Que si vous répondez que le corps n'est pas absolument exclu de mon essence, mais seulement en tant que précisément je suis une chose qui pense, on pourrait craindre que quelqu'un ne vînt à soupçonner que peut-être la notion ou l'idée que j'ai de moi-même, en tant que je suis une chose qui pense, ne soit pas l'idée ou la notion de quelque être complet qui soit pleinement et parfaitement conçu, mais seulement celle d'un être incomplet qui ne soit conçu qu'imparfaitement et avec quelque sorte d'abstraction d'esprit ou restriction de la pensée.
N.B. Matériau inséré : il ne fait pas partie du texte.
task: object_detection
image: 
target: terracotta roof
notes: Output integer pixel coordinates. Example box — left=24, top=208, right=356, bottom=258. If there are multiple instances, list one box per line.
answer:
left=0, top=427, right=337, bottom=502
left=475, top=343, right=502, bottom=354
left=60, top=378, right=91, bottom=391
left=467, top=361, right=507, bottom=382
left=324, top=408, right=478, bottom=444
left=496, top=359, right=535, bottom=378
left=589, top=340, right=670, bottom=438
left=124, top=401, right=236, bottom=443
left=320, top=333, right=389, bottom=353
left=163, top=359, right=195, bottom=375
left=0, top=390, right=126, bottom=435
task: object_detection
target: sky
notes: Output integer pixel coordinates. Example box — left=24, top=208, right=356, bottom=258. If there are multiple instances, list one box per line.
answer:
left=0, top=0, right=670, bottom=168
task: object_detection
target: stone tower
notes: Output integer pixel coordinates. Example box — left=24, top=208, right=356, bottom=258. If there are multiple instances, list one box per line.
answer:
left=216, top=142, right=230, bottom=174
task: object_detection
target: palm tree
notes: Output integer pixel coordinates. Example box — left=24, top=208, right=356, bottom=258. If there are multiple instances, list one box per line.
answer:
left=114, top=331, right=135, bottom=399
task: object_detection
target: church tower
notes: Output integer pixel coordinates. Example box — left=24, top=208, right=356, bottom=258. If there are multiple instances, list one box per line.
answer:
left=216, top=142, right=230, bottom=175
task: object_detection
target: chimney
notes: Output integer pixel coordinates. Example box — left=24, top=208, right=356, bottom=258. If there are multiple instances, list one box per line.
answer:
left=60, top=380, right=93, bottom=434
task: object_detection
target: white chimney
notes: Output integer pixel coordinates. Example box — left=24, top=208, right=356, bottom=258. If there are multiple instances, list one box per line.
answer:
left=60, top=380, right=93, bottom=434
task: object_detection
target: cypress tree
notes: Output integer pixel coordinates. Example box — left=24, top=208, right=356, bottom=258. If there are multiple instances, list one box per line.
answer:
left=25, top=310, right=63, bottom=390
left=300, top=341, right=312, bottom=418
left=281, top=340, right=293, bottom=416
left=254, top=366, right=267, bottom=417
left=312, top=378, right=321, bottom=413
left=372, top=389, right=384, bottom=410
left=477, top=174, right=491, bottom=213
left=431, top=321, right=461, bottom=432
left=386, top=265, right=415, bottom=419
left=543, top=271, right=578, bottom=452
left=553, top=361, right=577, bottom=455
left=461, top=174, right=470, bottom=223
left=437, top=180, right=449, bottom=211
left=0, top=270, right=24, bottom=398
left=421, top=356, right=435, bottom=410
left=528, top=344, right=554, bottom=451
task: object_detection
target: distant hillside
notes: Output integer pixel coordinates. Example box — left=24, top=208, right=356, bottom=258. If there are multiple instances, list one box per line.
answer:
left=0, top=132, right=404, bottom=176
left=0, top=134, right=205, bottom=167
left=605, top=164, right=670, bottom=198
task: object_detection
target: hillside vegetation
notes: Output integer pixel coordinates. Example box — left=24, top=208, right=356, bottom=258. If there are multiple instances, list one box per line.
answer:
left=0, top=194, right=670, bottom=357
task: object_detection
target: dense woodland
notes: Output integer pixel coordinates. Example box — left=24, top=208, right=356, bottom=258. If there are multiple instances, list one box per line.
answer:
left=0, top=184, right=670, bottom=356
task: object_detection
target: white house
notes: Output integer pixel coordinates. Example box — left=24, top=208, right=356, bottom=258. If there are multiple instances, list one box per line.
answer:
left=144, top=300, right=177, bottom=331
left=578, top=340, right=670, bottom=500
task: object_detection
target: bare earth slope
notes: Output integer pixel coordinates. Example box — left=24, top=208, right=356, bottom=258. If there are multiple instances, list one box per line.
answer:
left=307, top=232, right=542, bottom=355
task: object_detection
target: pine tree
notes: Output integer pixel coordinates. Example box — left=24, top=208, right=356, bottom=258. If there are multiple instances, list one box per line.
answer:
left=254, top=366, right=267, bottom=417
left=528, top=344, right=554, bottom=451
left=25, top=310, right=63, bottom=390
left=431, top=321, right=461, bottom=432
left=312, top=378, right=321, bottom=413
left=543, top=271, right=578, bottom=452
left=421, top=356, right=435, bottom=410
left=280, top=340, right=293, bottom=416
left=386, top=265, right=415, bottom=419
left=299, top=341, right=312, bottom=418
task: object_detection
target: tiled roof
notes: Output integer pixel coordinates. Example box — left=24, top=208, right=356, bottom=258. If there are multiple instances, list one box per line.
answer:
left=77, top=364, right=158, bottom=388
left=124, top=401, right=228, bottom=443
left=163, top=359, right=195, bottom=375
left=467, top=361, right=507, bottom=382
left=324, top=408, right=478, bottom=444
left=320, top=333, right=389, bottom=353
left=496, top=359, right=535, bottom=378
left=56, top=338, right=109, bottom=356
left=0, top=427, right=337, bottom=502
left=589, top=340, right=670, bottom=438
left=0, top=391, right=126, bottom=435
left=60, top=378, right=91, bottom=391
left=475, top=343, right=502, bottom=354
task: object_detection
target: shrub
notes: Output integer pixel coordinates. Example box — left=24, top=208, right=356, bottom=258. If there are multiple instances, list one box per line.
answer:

D'où il suit que, comme les géomètres conçoivent la ligne comme une longueur sans largeur, et la superficie comme une longueur et largeur sans profondeur, quoiqu'il n'y ait point de longueur sans largeur ni de largeur sans profondeur, peut-être aussi quelqu'un pourrait-il mettre en doute, savoir si tout ce qui pense n'est point aussi une chose étendue, mais qui, outre les propriétés qui lui sont communes avec les autres choses étendues, comme d'ètre mobile, figurable, etc., ait aussi cette particulière vertu et faculté de penser, ce qui fait que, par une abstraction de l'esprit, elle peut être conçue avec cette seule vertu comme une chose qui pense, quoique, en effet, les propriétés et qualités du corps conviennent à toutes les choses qui ont la faculté de penser; tout ainsi que la quan

tité peut être conçue avec la longueur seule, quoique, en effet, il n'y ait point de quantité à laquelle, avec la longueur, la largeur et la profondeur ne conviennent. Ce qui augmente cette difficulté est que cette vertu de penser semble être attachée aux organes corporels, puisque, dans les enfants, elle paraît assoupie, et, dans les fous, tout à fait éteinte et perdue, ce que ces personnes impies et meurtrières des âmes nous objectent principalement.

Voilà ce que j'avais à dire touchant la distinction réelle de l'esprit d'avec le corps. Mais puisque M. Descartes a entrepris de démontrer l'immortalité de l'âme, on peut demander avec raison si elle suit évidemment de cette distinction. Car, selon les principes de la philosophie ordinaire, cela ne s'ensuit point du tout, vu qu'ordinairement ils disent que les âmes des bêtes sont distinctes de leurs corps, et que néanmoins elles périssent avec eux.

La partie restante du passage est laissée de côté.